Hail of a storm slams regionFast moving and saturated storm systems dumped several inches of rain and hail on the Mitchell area Monday morning and afternoon.
By: Ross Dolan, The Daily Republic
Fast moving and saturated storm systems dumped several inches of rain and hail on the Mitchell area Monday morning and afternoon.
Flash food warnings were issued in the late afternoon for parts of Davison, Hanson, Miner and Sanborn counties and were in effect through most of the evening, but no flooding was evident in a number of low-lying areas. No injuries were reported by local agencies.
National Weather Service meteorologist Brad Temeyer said flooding concerns were raised because the ground was “saturated” by all the rain in recent days. That meant any new rain would quickly form puddles on the soaked ground, flood fields and create other hazards, Temeyer said.
According to the NWS, the vanguard of the weather systems blew through Mitchell in the early morning hours Monday and dropped about a quarterinch of rain.
The greatest weather makers, however, were a string of early afternoon storms that dumped more than 4 inches of rain and marble-sized hail on areas between Plankinton and Mount Vernon, according to witnesses.
Johna Vissia, clubhouse manager at the Fish Lake Country Club, at 39051 253rd St., located east of Plankinton, said 4 inches of rain had fallen by 3:30 p.m.
“It started about 11 a.m. It came down hard and pretty steady. The worst of it hit around 12:30 p.m. and marble-sized hail hit about 1 p.m.,” Vissia said, “and one sharp crack of lightning rumbled the clubhouse.”
There was no serious damage from the storm, Vissia said, but it will take time for the course to drain, she said.
The National Weather Service in Sioux Falls said the same storm delivered walnut- and golf ball-sized hailstones in other areas.
Geno Deinert, who handles maintenance for the town of Mount Vernon, reported to Mayor Jason Christensen that the town received both pea- and marble-sized hail, and about 1 inch of rain.
The storm gained power as it rumbled toward Loomis, where hail whitened the ground and created icy road conditions.
Davison County Sheriff Dave Miles was driving north on Betts Road behind the heaviest part of the early afternoon storm until the hailstones kept growing in size.
“It started with pea-sized hail, but when it got to dimeand nickel-size, I figured it was time to turn around,” he said.

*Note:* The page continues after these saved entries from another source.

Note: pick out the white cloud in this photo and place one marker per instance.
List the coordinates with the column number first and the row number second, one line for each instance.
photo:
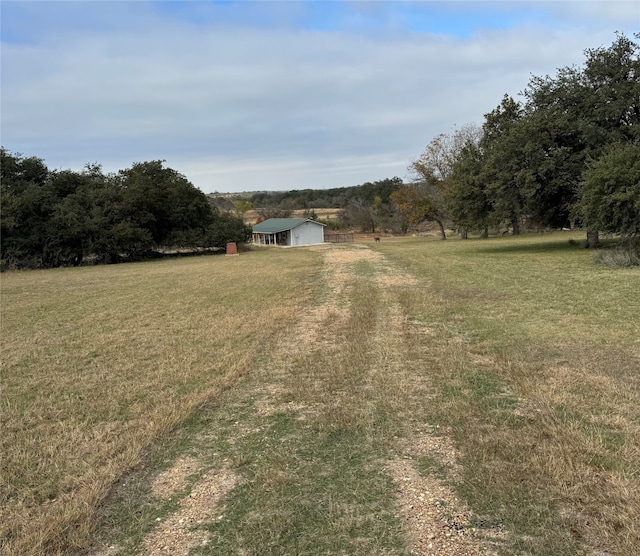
column 237, row 108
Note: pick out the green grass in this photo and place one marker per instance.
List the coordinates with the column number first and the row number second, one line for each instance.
column 301, row 376
column 549, row 423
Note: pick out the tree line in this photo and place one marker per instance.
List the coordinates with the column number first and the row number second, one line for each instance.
column 53, row 218
column 568, row 156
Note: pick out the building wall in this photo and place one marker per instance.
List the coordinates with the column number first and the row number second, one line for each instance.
column 307, row 234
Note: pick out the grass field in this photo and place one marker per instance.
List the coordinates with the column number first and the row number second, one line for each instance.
column 276, row 395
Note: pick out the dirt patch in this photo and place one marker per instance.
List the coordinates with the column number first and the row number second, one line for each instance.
column 179, row 532
column 174, row 479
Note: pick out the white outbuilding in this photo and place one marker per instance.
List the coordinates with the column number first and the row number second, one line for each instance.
column 288, row 232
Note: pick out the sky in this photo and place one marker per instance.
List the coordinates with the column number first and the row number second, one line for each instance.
column 274, row 96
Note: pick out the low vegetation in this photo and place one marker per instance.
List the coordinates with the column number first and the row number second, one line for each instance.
column 300, row 376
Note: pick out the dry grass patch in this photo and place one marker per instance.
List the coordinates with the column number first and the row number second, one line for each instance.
column 535, row 352
column 101, row 362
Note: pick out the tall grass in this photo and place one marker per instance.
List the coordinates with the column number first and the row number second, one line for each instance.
column 303, row 374
column 538, row 365
column 100, row 362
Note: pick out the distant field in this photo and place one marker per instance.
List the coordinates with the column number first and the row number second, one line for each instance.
column 499, row 378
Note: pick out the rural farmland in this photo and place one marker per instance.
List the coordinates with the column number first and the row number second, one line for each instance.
column 412, row 396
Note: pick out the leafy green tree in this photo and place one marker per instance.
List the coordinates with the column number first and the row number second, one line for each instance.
column 163, row 202
column 571, row 119
column 610, row 193
column 468, row 203
column 421, row 201
column 505, row 171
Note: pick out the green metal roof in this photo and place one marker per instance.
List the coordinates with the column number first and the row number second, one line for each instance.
column 275, row 225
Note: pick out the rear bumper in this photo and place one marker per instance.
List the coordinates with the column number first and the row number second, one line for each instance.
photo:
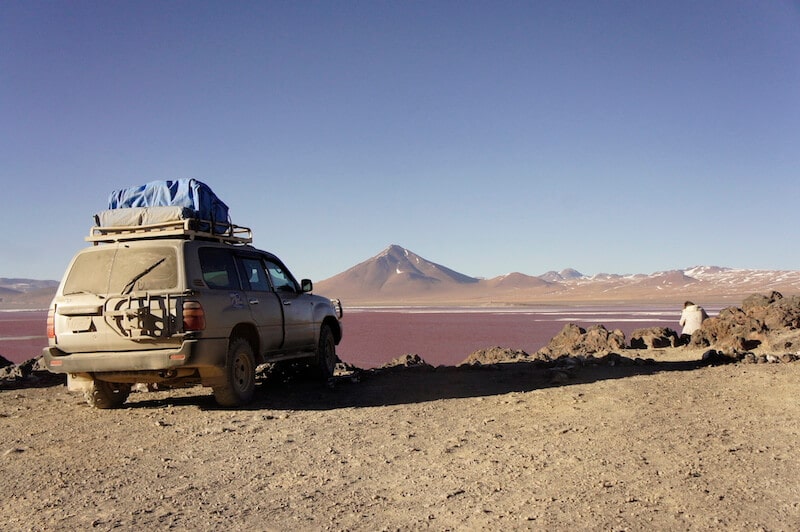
column 191, row 354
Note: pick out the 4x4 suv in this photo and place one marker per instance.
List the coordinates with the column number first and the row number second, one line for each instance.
column 180, row 308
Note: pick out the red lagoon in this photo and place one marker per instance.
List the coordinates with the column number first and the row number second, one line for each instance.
column 447, row 336
column 442, row 336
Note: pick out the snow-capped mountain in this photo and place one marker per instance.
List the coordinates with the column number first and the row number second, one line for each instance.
column 399, row 276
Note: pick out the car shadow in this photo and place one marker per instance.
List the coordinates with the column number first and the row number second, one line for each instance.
column 410, row 385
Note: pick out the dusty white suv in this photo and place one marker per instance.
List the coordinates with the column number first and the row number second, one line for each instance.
column 180, row 307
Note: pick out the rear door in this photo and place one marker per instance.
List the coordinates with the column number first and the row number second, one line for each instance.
column 116, row 296
column 298, row 310
column 265, row 306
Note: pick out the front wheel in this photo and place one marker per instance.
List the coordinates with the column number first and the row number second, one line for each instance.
column 326, row 353
column 105, row 395
column 240, row 375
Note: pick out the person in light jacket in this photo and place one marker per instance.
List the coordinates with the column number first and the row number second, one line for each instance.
column 692, row 318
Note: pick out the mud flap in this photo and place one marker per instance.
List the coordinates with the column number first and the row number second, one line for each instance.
column 79, row 382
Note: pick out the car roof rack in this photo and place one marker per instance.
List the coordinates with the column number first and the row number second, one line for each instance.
column 187, row 228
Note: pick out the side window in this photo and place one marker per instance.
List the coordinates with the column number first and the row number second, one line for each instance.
column 219, row 269
column 281, row 279
column 255, row 274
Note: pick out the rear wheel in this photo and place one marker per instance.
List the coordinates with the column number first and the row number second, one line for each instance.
column 105, row 395
column 326, row 353
column 240, row 375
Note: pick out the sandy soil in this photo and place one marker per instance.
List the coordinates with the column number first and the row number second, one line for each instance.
column 671, row 446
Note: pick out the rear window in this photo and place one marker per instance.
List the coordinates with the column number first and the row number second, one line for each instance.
column 121, row 270
column 219, row 269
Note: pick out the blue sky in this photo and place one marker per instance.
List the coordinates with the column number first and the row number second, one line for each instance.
column 490, row 137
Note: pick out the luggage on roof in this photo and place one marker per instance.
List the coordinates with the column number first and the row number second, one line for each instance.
column 182, row 207
column 195, row 197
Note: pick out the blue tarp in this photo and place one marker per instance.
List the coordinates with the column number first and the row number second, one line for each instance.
column 188, row 193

When he drove through Loomis, Miles said, “The roads were completely white. It was like driving through snow 2 and 3 inches deep in places. I saw stones that were pea-sized right up to the size of a walnut.”
There was extensive damage to the leaves of trees in the area, he said.
“There has got to be crop damage, but clouds and fog were so low on the ground that you couldn’t see into the fields, which were solid water,” Miles said.
The hail made driving treacherous. “It was like driving over a bed of rocks, and it was slippery,” Miles said.
Former Davison County Sheriff Lyle Swenson said he and his wife had just finished lunch and sitting in their kitchen around 12:50 p.m. when lightning struck a tall tree near their 408 W. Fourth Ave. home.
“We heard a huge explosion that sounded like a bomb going off,” Swenson said. “It just brought us out of our chairs.”
Swenson said “pieces of tree” began falling past their window from a 50-year-old tree near their garage.
The lightning didn’t take down the tree, but “it stripped off bark probably a foot wide or better about 20 feet above the ground and upwards another 20 to 30 feet off the ground.
“It just blew apart and there are pieces of bark an inch wide and 2 or 3 feet long lying all around.”